Aan de Voorzitter van de Tweede Kamer der Staten-Generaal
Den Haag, 16 juli 2018
In mijn brief van 22 maart jl.1 heb ik uw Kamer laten weten dat ik het advies van de Gezondheidsraad (december 2015)
om zwangeren te vaccineren tegen kinkhoest overneem, mits dit uitvoerbaar en betaalbaar
is. Met deze brief informeer ik u over de uitkomst van het aangekondigde traject met
RIVM en veldpartijen om te komen tot een uitvoeringsvariant met een realistische begroting.
Traject met veldpartijen
In genoemde brief meldde ik u dat maternale kinkhoestvaccinatie geen standaardtoevoeging
aan het Rijksvaccinatieprogramma is. Het gaat niet om het vaccineren van kinderen,
maar van zwangere vrouwen, zodat de zuigeling vanaf de geboorte beschermd is tegen
kinkhoest.
Als mogelijke uitvoerders komen zowel de verloskundig zorgverleners (verloskundigen,
gynaecologen en verloskundig actieve huisartsen) in beeld als de jeugdgezondheidszorg.

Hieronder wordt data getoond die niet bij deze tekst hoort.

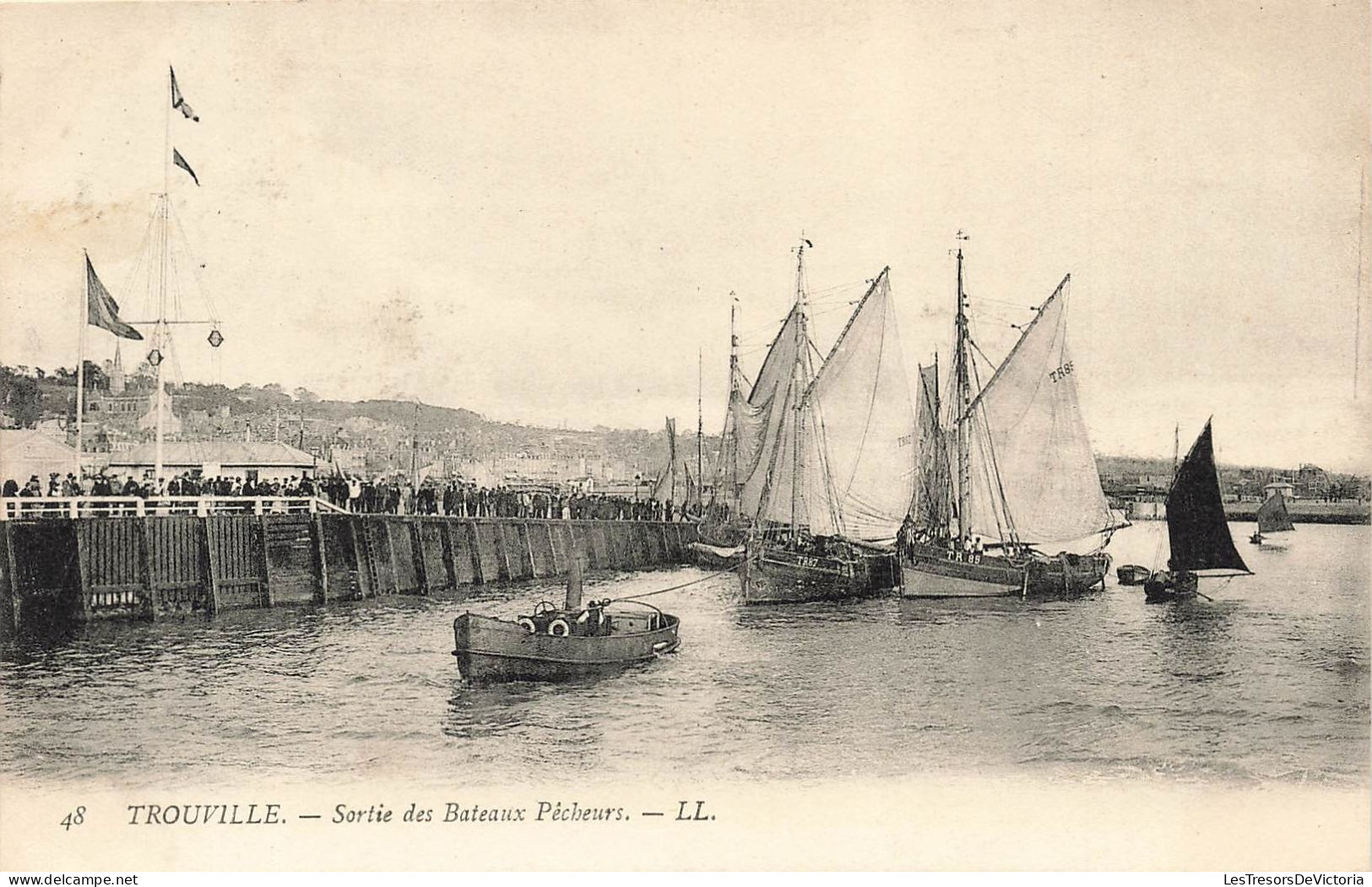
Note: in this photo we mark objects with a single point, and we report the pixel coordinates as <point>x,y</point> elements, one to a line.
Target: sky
<point>540,211</point>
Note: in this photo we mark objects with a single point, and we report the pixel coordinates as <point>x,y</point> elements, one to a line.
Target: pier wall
<point>96,568</point>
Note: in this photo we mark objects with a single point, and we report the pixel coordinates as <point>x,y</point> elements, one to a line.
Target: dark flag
<point>102,310</point>
<point>180,160</point>
<point>179,100</point>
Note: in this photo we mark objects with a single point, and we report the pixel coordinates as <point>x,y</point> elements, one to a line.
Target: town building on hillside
<point>1279,487</point>
<point>217,458</point>
<point>28,452</point>
<point>1310,481</point>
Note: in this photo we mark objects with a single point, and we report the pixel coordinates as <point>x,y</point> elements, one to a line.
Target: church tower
<point>117,373</point>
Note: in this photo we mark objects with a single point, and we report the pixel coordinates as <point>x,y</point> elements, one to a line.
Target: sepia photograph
<point>685,436</point>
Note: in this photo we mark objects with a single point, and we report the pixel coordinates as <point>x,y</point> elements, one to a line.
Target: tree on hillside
<point>19,397</point>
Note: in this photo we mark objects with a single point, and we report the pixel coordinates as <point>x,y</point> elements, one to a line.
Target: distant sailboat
<point>1196,531</point>
<point>1272,518</point>
<point>1009,469</point>
<point>675,483</point>
<point>724,527</point>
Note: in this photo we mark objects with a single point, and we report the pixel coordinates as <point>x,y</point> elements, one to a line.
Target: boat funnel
<point>574,579</point>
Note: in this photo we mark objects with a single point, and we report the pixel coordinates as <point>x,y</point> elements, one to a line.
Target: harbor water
<point>1266,683</point>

De afgelopen maanden hebben twee bijeenkomsten plaatsgevonden met vertegenwoordigers
van de verloskundig zorgverleners en de jeugdgezondheidszorg. Uit deze gesprekken
blijkt dat beide scenario’s mogelijk zijn. Beide scenario’s kennen voor- en nadelen
betreffende bijvoorbeeld de nabijheid voor de zwangere, kennis van en vertrouwdheid
met de zwangere dan wel kennis van en vertrouwdheid met vaccineren en continuïteit
van zorg betreffende de zwangere dan wel betreffende het Rijksvaccinatieprogramma.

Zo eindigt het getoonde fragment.